Los nuevos riesgos con Trump
La situación en Estados Unidos está muy lejos de mejorar. Además de que no hay avances reales que nos permitan suponer que las cosas con el Tratado de Libre Comercio van camino a mejorar en el futuro inmediato, el Partido Republicano padece un grado de descomposición interno tan elevado que es difícil imaginar que las cosas pudieran mejorar en el corto plazo. No sólo perdieron las dos gubernaturas que estuvieron en disputa en las elecciones del mes pasado, Nueva Jersey y Virginia, perdieron también el control de los congresos locales de esos estados y han perdido cualquier cantidad de elecciones locales.
Como resultado de ello, la elección en Alabama para nombrar al sustituto del actual procurador general, Jeff Sessions, en el Senado de EU se ha convertido en una especie de prueba del ácido del futuro del gobierno de Donald Trump y la estabilidad del país.
No sólo es el asunto del abuso sexual, una de las principales acusaciones lanzadas contra Roy Moore, el exprocurador estatal de justicia que trata de obtener el escaño de Sessions, lo que ha desatado una avalancha de acusaciones contra varias figuras públicas de distinto calibre. El trasfondo de esas acusaciones de acoso sexual es saber si el Partido Republicano será capaz o no de conservar el control del Senado, lo que implica —a su vez—mantener la capacidad para controlar la nominación de ministros de la Suprema Corte de Justicia de ese país.
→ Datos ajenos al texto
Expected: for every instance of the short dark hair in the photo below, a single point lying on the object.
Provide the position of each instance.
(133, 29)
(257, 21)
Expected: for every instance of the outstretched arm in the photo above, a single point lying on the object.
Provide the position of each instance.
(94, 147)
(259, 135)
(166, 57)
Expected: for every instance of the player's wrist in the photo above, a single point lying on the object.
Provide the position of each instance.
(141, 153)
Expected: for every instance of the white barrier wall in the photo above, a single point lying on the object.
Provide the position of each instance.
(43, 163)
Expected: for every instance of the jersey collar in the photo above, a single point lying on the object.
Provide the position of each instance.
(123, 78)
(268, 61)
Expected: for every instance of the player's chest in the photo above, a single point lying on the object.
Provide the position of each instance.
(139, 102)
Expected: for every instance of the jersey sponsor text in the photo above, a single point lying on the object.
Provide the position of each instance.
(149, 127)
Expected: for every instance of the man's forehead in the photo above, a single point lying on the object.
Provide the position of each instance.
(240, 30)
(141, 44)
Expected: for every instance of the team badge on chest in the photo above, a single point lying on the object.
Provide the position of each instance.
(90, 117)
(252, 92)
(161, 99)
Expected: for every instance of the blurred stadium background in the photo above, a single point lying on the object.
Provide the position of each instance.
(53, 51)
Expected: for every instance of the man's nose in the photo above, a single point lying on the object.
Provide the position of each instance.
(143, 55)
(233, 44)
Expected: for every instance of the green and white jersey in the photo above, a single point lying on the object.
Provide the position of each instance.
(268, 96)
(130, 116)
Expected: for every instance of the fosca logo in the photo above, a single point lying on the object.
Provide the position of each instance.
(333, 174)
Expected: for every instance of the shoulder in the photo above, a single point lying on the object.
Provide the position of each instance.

Ese asunto es muy importante para fundamentalistas seudocristianos como la familia de Jerry Falwell, el dueño de Liberty University y de distintas empresas de comunicación que, obsesionadas con la teología de la prosperidad, limitan la protección de la vida humana a lo que ocurre en el útero, pero se olvidan de las personas una vez que salen del útero de sus madres. De ahí que, con tal de sostener la candidatura de Roy Moore, se hagan comparaciones absurdas entre este personaje y san José, el esposo de la virgen María, o se diga que lo que Moore buscaba en las jovencitas de 15 o 16 años era la pureza que sólo ellas podían ofrecerle, como si eso fuera algo que se debiera admirar.
Esta situación ha convertido a la elección en Alabama en una suerte de parteaguas del futuro del gobierno de Trump que enfrente otros dos problemas. Uno, el más conocido para todos, es el del futuro, todavía incierto para el actual Presidente, de la investigación del fiscal especial Robert Mueller sobre los vínculos de Trump, sus familiares y operadores políticos con agentes del gobierno ruso. El otro es el del futuro de las dos propuestas de reforma fiscal que, a partir de lógicas similares, pero con algunas variaciones de tono, impulsan los republicanos en el Senado y la Casa Blanca como parte de intentos separados para tratar de destruir el sistema de salud creado por Barack Obama, sin que en realidad haya algo que lo sustituya.
En lo que hace al tema de Mueller, la situación es muy difícil para Trump. Ayer, Washington desayunó la noticia de que el general Michael Flynn, luego de negarlo, había aceptado que Trump le había pedido establecer contactos con Rusia sin que, en estricto sentido, estuviera facultado para hacerlo. Aceptar que mintió es una manera de pasar ahora la responsabilidad del cargo principal, el de haber tenido contactos con el gobierno ruso, al equipo de campaña y la familia de Trump. No es difícil imaginar ahora un escenario que eventualmente llevaría al desafuero y juicio político de Trump mismo.
Eso, siendo muy malo, palidece cuando se considera lo que pasaría de aprobarse la reforma fiscal que actualmente se discute en EU. Se trata de una propuesta que tendría efectos cataclísmicos. Tanto así que la agrupación llamada Sojourners, que reúne a laicos y clérigos de distintos credos, inició una campaña en la que difunden por distintas vías los dos mil versículos de la Biblia que llaman a evitar abusos, a proteger a los más débiles, evitar la usura y cualquier forma de abuso. La campaña ya le costó a un grupo de ministros de distintos credos ser encarcelados y podría alentar protestas más activas en todo el país.
EU vive una época difícil. Es incierto saber cuáles podrían ser los efectos que enfrentará México de continuar esta situación que ha convertido a la política en una farsa tóxica. Lo que debería quedarnos claro a los mexicanos es que no podemos apostar todo a tratar de complacer a un vecino que ya antes de Trump era difícil. Esta situación, además, se agrava por nuestra propia inestabilidad que, si no se manifiesta todavía en lo político, es porque se expresa de manera cada vez más evidente en los muy elevados índices de violencia que padecemos, así como en la impunidad galopante que nos convierte en una sociedad cínica.